Polygon smart contracts deposits dropped 42%

Despite Polygon’s 83% rally in 30 days, the network’s TVL measured in MATIC tokens dropped by 42% in the same period. As a comparison, Fantom (FTM) scaling solution declined by 14% in 30 days and Klaytn (KLAY) increased by 11%.

In dollar terms, Polygon’s current TVL of $1.42 billion is 67% lower year-to-date. Still, such a number is not distant from Solana’s (SOL) $2.08 billion, or Avalanche’s (AVAX) $2.52 billion, according to DeFi Llama data.

To confirm whether Polygon’s TVL decline is caused by fading adoption, one should analyze DApp usage metrics. Nevertheless, some DApps, such as games and NFT marketplaces, do not require large deposits, so the TVL metric is irrelevant in those cases.

As shown by DappRadar, on August 1, on average, the number of Polygon network addresses interacting with decentralized applications decreased by 19% versus the previous month.
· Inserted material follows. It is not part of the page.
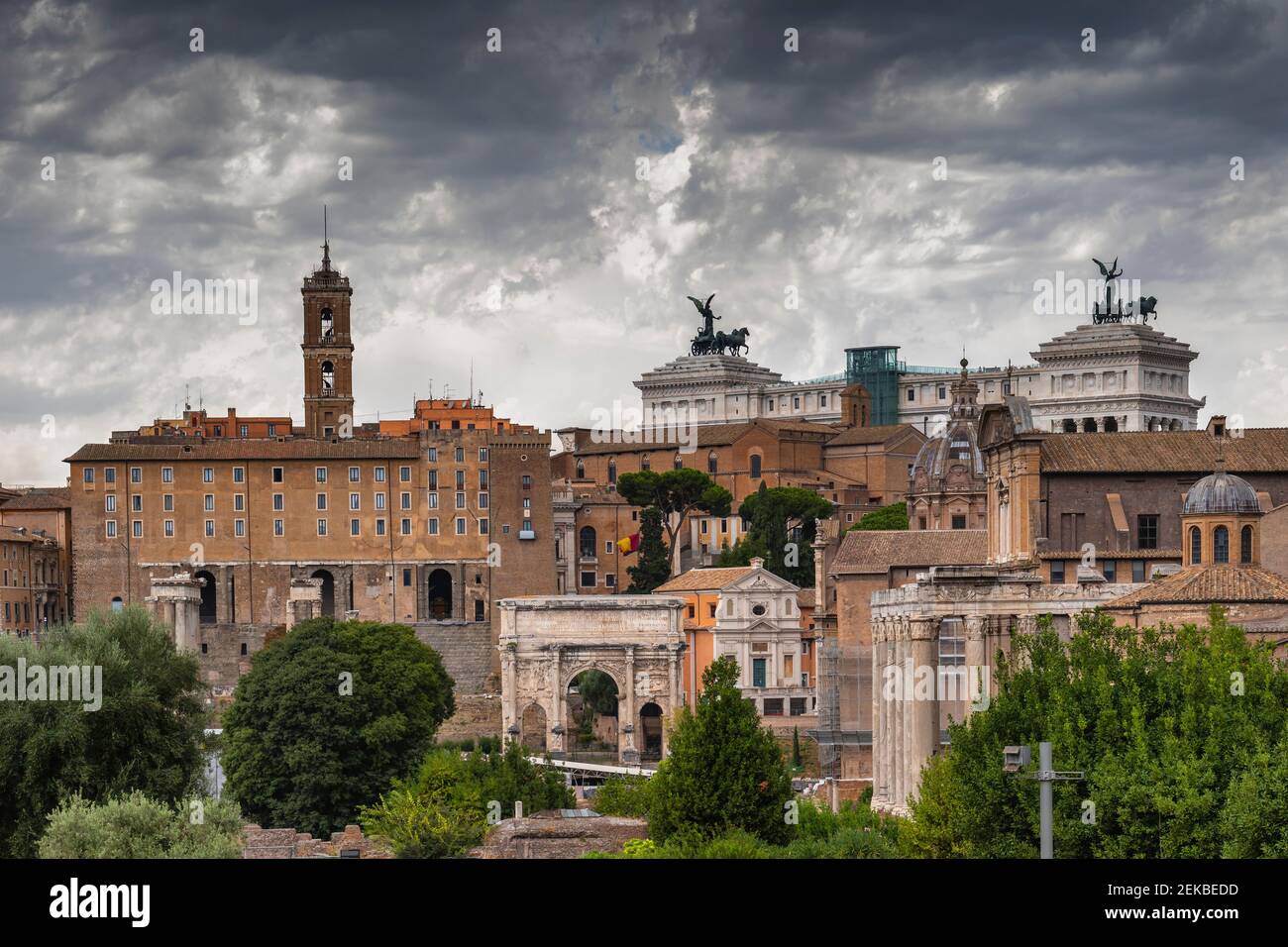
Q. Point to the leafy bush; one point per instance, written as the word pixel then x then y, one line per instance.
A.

Considering Polygon’s TVL has declined by 42%, the network lacks a more substantial user base growth to support further MATIC token price momentum. Still, Quickswap, the leading DApp, presented 138,530 active addresses over the past 30 days. As a comparison, the leading Ethereum application OpenSea held 299,910 users in the same period.
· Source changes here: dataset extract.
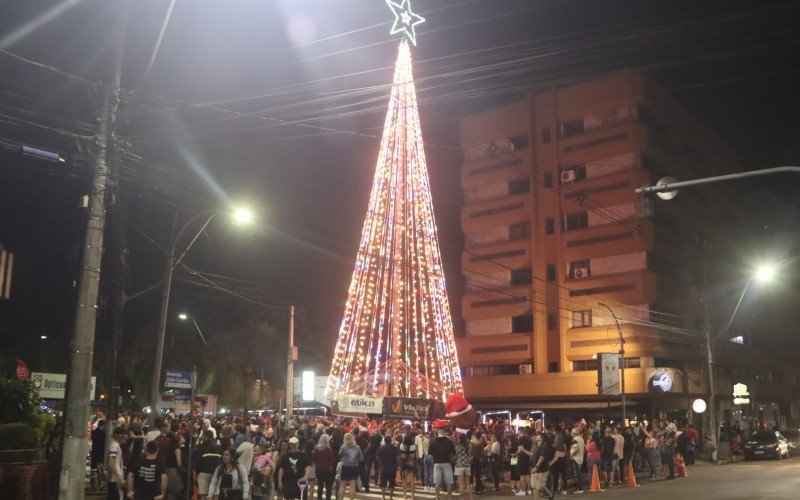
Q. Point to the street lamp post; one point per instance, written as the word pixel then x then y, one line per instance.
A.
pixel 241 216
pixel 184 317
pixel 622 364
The above data suggest that Polygon has lost some of its traction in the market for scaling solutions. However, the project’s recently announced zero-knowledge is yet to be implemented, but its benefits could drive MATIC above $1.

The views and opinions expressed here are solely those of the author and do not necessarily reflect the views of Cointelegraph. Every investment and trading move involves risk. You should conduct your own research when making a decision.